La Quinta del Sordo (llamada así por el anterior dueño y no por la sordera de Goya), fue su última morada en Madrid antes de partir al exilio en Burdeos. Ubicada en la actual calle Saavedra Fajardo, sus paredes albergaron los catorce óleos pintados al secco cuyo revolucionario valor ahora apreciamos.

 

A punto estuvieron estas Pinturas negras, sin embargo, de perderse para siempre. Quedaron a expensas de la desidia y los ruinosos negocios de Pío Mariano de Goya, el nietísimo heredero. Las salvó cincuenta años más tarde Frédéric Émile d’Erlanger, futuro propietario de la finca y coleccionista de arte. Hoy, por suerte, las admiramos trasladadas a lienzo en el Museo del Prado.

 

En tono periodístico —didáctico casi—, de cronista honesta, González Harbour nos guía a través de pertinentes saltos en el tiempo. Desde Fuendetodos, lugar de nacimiento (con su peculiar y noble historia) del pintor, hasta el traslado final de sus huesos a la ermita de San Antonio de La Florida. La autora adapta su lente para desgranar hechos y figuras en honor a la verdad histórica, cuestionando especulaciones previas. El supuesto carácter de Goya es actualizado, por ejemplo.

 

«Su obra iba a reflejar la suerte que corría España con una lealtad debida, por encima de todo, al sentido de la creación». La independencia de criterio y el deseo de seguir avanzando impregnan la producción artística de Goya. A lo largo de su larga vida, recoge tanto la esperanza ilustrada como las oscuridades en las que el país se sumió a continuación.

 

Empuje, libertad y determinación junto a una visión nítida de la realidad. Llegan la enfermedad y su sordera, pero él sigue evolucionando. A las puertas del siglo XIX, con los Caprichos, inicia el camino hacia «su liberación última».

 

Los tremendos cambios políticos y sociales en la España del primer cuarto de siglo quedan plasmados en grabados y lienzos. Llegan la guerra y sus desastres. Vuelven el hambre, el poder del clero y la miseria. Las libertades se repliegan y el sueño de la razón produce monstruos. Goya denuncia lo que observa. Punzan los paralelismos que podemos trazar con momentos futuros del mismo país. El Duelo a garrotazos. Todavía visible, todavía vigente. Un duelo que, por su naturaleza, no puede sino ser contra uno mismo.

 

De camino a San Antonio de la Florida

«A este país de los garrotazos dijo Goya adiós después de plasmarlo en la intimidad de sus paredes».

 

De España me llama la atención la dureza con la que se ve a sí misma. Un mirar descarnado, nunca compasivo, ausente en otros países. Leer prensa española es terminar con el corazón hundido en el cieno.

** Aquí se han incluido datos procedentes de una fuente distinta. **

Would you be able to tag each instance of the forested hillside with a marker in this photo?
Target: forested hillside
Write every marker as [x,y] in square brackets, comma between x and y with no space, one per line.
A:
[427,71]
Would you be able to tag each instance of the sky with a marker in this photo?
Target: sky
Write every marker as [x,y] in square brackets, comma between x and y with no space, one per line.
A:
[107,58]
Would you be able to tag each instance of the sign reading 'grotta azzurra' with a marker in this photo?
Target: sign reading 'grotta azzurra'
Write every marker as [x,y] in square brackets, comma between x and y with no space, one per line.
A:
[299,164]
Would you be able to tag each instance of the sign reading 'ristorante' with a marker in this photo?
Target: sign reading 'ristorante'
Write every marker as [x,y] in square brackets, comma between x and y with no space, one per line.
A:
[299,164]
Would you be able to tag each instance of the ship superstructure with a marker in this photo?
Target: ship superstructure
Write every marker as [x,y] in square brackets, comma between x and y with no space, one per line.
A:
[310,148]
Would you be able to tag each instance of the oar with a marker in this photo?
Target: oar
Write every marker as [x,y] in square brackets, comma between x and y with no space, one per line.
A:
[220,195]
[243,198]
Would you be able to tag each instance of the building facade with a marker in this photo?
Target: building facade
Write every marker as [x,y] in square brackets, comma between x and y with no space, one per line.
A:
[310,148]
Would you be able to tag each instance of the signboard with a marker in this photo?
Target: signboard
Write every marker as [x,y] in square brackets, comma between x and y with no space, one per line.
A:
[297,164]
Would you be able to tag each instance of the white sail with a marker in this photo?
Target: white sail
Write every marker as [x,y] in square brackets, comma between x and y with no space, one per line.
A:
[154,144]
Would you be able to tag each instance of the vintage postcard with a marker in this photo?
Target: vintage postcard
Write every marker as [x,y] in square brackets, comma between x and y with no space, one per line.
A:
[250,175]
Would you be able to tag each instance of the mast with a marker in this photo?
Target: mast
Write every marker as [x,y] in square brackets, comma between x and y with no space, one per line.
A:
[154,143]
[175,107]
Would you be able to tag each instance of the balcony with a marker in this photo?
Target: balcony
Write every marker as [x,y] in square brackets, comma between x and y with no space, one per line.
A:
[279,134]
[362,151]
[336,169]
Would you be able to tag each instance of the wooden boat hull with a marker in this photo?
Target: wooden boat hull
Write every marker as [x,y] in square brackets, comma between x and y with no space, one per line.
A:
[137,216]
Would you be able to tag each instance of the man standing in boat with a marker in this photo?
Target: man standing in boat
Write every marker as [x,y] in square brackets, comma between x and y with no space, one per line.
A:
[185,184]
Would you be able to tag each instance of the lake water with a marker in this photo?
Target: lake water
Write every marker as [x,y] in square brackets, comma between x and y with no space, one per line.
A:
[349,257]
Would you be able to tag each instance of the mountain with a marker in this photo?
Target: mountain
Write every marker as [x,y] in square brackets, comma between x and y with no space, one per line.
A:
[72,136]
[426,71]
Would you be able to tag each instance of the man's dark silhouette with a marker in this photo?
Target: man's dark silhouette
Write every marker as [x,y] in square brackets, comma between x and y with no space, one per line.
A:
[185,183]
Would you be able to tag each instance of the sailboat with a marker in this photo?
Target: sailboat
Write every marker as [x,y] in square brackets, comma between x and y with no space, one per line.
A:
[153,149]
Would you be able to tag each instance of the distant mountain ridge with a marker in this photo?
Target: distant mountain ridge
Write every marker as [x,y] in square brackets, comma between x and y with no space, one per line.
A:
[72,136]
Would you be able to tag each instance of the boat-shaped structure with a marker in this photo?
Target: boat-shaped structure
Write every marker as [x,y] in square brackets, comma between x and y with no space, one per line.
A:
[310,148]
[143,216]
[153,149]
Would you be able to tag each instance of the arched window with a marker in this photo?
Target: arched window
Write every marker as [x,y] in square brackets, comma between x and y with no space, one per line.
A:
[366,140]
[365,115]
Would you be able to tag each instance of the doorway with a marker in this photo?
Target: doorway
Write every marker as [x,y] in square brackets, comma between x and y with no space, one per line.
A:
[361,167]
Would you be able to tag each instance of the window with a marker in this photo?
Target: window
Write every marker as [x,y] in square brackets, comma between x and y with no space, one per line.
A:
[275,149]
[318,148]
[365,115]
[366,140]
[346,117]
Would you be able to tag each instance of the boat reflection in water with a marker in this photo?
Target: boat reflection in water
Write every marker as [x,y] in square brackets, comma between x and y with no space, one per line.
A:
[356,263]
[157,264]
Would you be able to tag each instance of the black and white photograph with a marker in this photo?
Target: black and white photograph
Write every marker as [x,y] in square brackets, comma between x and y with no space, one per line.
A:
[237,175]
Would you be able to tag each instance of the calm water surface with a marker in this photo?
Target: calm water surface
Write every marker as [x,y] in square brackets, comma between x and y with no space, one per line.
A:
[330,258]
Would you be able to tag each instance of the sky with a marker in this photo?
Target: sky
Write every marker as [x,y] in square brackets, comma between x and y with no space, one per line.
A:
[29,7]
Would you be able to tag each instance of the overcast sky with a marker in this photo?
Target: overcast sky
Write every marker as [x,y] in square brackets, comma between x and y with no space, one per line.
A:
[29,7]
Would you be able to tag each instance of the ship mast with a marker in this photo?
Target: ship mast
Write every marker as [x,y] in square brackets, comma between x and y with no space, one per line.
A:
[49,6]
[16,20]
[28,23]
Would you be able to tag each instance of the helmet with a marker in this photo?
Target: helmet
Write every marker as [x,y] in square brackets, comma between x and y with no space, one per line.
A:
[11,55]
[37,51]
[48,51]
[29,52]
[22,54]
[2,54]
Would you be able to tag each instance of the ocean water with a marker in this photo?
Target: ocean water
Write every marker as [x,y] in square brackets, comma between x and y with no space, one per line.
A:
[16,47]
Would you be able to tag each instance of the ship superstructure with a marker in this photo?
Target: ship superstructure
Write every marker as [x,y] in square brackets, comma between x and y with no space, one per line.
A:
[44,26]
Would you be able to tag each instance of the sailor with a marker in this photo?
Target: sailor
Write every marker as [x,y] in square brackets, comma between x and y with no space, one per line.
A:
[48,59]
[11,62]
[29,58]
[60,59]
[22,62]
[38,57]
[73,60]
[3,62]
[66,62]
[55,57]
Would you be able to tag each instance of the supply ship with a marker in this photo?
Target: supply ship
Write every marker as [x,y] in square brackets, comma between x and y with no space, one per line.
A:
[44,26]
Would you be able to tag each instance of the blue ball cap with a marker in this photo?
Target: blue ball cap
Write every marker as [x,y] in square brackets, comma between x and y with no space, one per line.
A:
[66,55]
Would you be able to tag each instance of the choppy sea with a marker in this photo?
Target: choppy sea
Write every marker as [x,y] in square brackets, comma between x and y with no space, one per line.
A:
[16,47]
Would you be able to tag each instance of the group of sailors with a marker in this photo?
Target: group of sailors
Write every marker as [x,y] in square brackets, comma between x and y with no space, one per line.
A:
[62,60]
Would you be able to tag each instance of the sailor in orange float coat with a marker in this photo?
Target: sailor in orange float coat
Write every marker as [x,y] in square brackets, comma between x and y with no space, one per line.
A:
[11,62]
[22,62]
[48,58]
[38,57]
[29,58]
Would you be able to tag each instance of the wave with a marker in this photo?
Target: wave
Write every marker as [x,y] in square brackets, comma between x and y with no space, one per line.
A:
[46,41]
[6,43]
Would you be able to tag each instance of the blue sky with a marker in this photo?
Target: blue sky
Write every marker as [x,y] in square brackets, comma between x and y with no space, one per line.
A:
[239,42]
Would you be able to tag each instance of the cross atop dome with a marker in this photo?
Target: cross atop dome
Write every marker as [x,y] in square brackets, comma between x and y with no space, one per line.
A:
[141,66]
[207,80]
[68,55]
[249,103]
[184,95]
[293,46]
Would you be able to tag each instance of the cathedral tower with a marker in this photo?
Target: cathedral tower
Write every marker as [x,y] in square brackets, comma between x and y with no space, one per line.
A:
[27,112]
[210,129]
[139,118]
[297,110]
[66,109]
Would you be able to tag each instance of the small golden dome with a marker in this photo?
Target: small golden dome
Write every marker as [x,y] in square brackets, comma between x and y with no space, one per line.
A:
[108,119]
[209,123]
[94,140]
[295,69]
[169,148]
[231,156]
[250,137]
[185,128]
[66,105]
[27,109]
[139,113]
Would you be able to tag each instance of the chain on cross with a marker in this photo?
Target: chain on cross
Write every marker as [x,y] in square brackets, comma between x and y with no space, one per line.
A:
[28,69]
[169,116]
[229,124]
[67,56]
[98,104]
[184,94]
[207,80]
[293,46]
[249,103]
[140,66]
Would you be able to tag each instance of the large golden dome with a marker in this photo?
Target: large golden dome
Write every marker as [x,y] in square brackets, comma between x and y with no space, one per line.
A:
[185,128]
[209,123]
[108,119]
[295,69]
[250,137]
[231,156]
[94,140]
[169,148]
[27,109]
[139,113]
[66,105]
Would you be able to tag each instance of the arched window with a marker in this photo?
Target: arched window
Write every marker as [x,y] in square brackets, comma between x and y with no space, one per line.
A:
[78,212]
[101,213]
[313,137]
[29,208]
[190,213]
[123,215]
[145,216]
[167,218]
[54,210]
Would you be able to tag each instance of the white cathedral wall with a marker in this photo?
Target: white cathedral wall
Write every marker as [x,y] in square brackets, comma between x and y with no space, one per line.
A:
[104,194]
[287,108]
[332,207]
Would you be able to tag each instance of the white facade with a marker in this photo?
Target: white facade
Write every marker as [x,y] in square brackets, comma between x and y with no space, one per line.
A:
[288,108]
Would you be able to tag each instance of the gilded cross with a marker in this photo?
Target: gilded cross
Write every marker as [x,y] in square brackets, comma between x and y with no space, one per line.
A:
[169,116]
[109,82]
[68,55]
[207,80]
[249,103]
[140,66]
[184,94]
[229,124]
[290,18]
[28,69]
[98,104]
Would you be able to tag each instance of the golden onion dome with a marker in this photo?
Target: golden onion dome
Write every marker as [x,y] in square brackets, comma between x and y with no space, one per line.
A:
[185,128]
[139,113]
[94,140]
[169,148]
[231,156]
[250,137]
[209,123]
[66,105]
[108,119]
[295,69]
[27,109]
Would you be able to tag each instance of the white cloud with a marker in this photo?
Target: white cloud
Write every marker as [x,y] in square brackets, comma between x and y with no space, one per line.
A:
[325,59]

Un contraste absoluto con lo que, con los pies en tierra, se vive y experimenta.

 

Con setenta y ocho años, Goya llega a Burdeos. «Aún aprendo» fue uno de sus últimos dibujos. «Aún pinto», decía Renoir (en francés) con las manos deformadas por la artrosis.

 

La casa donde muere Goya es sede actual del Instituto Cervantes. Sus restos, enterrados en Francia junto a su consuegro Martín de Goicoechea, se trasladan en 1900 al cementerio de San Isidro de Madrid. Al exhumarlos, el esqueleto de Goya aparece sin cabeza. Desde 1919 los dos parientes yacen en San Antonio de la Florida. Al parecer, juntos en una sola caja. «Durante el último traslado, se cayeron los huesos de ambos y se mezclaron. Dieron por imposible diferenciarlos», me explica la guía de la ermita.

 

Primera semana de enero. Entro al Prado. Quiero estudiar bien las Pinturas negras pero me desvío —como casi siempre— y termino frente a La Anunciación de Fra Angelico. Me digo que es el cuadro más luminoso del museo. Que Goya también pintó la luz. Que hay esperanza.

 

En mi interior escucho Goyescas, de Granados. Mientras aquí estemos, todo es vida. Creo que su música aúna todo lo comentado.

 

Goya en el país de los garrotazos (Arpa, 2021) | Berna González Harbour | 216 páginas | 18,90 euros.

 

* Este texto se publicará en Estado Crítico.